What it means for older women
Age isn't only a female challenge. Sperm DNA fragmentation tends to rise with the man's age, and higher DNA damage is linked to poorer embryo development and more miscarriage. On the female side, egg quality and the share of eggs that make a good blastocyst both fall with age. So the stage this device targets, turning fertilised eggs into usable blastocysts, is one that gets harder as both partners get older.
For an older couple, a sperm-selection step that lowers DNA damage and yields more usable blastocysts is an option worth discussing. The limit is that this study stops at the embryo. There hasn't yet been a study showing the extra blastocysts become extra babies.
Evidence strength
The sibling-egg, double-blind design is a real strength and makes the lab findings trustworthy for a study of this size. The weaknesses are that it stops at the embryo, with no clinical outcomes, and that it was funded by a company (Theramex), which is worth knowing even though the funder is stated to have had no role in the analysis.
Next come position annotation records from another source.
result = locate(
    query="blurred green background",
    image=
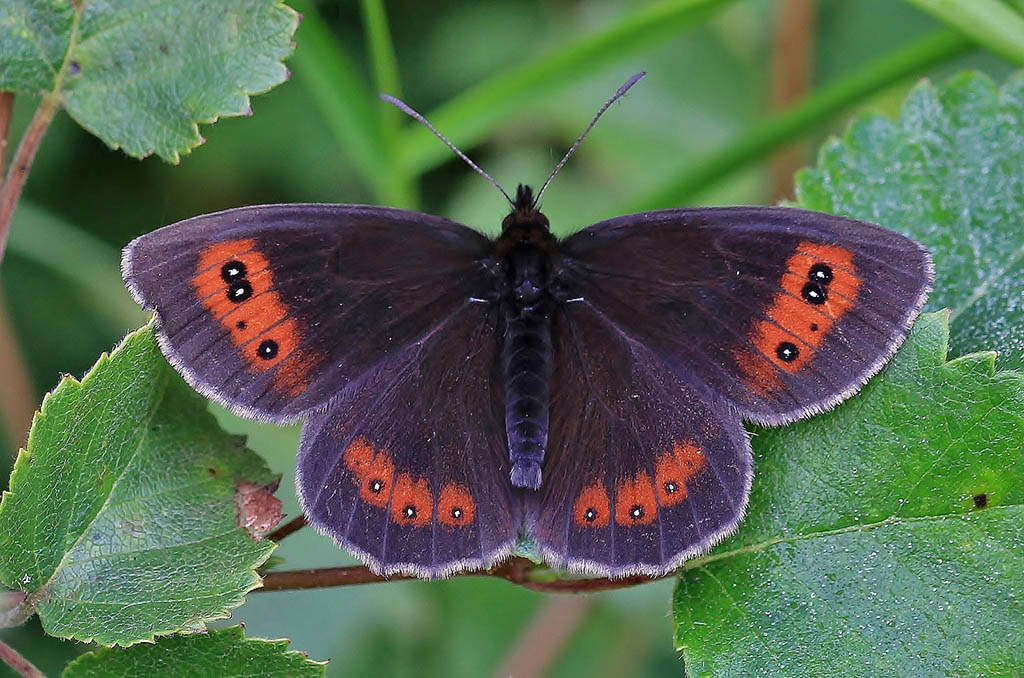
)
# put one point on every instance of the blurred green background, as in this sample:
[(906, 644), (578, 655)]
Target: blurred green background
[(704, 127)]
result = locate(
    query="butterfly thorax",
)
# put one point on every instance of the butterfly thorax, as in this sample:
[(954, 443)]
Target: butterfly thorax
[(524, 249)]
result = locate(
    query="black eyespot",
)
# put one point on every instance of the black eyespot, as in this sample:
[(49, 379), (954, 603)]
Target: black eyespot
[(786, 351), (814, 293), (267, 349), (240, 291), (232, 270), (820, 272)]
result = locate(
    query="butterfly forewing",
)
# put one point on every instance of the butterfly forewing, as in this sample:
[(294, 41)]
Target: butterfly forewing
[(271, 310), (781, 311)]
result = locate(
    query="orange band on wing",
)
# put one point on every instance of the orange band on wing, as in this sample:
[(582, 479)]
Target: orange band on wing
[(819, 286), (235, 283), (372, 470), (635, 501), (675, 469), (456, 506), (592, 508), (412, 503)]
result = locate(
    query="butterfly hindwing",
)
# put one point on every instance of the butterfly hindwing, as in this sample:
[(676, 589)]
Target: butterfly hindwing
[(272, 309), (782, 312), (641, 471), (409, 468)]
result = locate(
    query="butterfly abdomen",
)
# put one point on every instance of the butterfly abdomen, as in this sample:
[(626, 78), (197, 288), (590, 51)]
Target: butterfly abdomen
[(526, 355)]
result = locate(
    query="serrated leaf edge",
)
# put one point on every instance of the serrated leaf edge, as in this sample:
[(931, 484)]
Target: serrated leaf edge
[(39, 595)]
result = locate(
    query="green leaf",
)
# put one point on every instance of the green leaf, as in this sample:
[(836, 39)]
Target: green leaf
[(140, 74), (948, 173), (866, 549), (224, 652), (121, 519)]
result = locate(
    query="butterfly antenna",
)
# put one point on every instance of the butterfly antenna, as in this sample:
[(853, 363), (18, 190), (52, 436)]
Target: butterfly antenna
[(404, 108), (622, 90)]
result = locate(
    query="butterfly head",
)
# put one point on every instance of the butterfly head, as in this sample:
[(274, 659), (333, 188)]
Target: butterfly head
[(524, 215)]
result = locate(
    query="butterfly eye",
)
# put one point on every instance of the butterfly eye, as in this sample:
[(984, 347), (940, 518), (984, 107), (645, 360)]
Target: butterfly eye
[(232, 270), (240, 291), (814, 293), (786, 351), (820, 272), (267, 349)]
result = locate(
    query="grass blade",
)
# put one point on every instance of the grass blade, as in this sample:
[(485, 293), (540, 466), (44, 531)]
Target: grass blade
[(781, 128), (472, 115)]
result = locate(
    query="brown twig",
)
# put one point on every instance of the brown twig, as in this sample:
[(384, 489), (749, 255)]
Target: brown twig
[(515, 570), (17, 397), (24, 667), (791, 79), (18, 172), (543, 637), (292, 525)]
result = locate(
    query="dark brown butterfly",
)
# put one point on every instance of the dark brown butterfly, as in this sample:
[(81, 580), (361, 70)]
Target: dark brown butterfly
[(587, 392)]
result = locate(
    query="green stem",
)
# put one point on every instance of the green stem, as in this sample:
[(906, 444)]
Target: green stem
[(781, 128), (22, 163), (324, 67), (992, 24), (475, 113), (400, 189)]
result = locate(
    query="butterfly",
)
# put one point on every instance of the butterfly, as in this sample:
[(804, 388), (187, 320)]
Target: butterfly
[(460, 391)]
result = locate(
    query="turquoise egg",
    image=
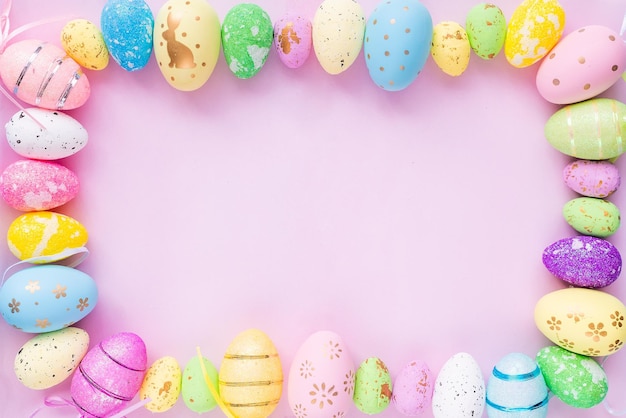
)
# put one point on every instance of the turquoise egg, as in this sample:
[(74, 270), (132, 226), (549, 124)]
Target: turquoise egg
[(398, 37), (47, 298), (516, 388)]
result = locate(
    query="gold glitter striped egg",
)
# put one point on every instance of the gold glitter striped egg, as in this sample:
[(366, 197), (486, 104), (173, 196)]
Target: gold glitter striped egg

It's strong enough to prefer this specific sperm-selection method. It's the same device category as ZyMot®, but a different design, so it isn't directly comparable to ZyMot.
Things you can discuss with your doctor
- If you're doing ICSI, ask your clinic how they select the sperm, and whether they have or could obtain the SwimCount Harvester microfluidic device. Especially where an older male partner (past 33 to 35) is involved, or if you've had challenges with egg quality.
- Ask about a sperm DNA fragmentation test if it hasn't been done, since that's one of the problems this step is designed to reduce.
- Keep the limit in mind: this improves embryos in the lab and hasn't yet been shown to improve pregnancy or live birth, so weigh it as a low-risk option rather than a guarantee.
Source: Meseguer F, Carrion-Sisternas L, del Arco A, et al. Novel sperm selection device on the basis of microfluidics improves usable blastocyst rates, embryo morphology, and morphokinetic patterns. Fertil Steril Rep, 2025. Funded by Theramex.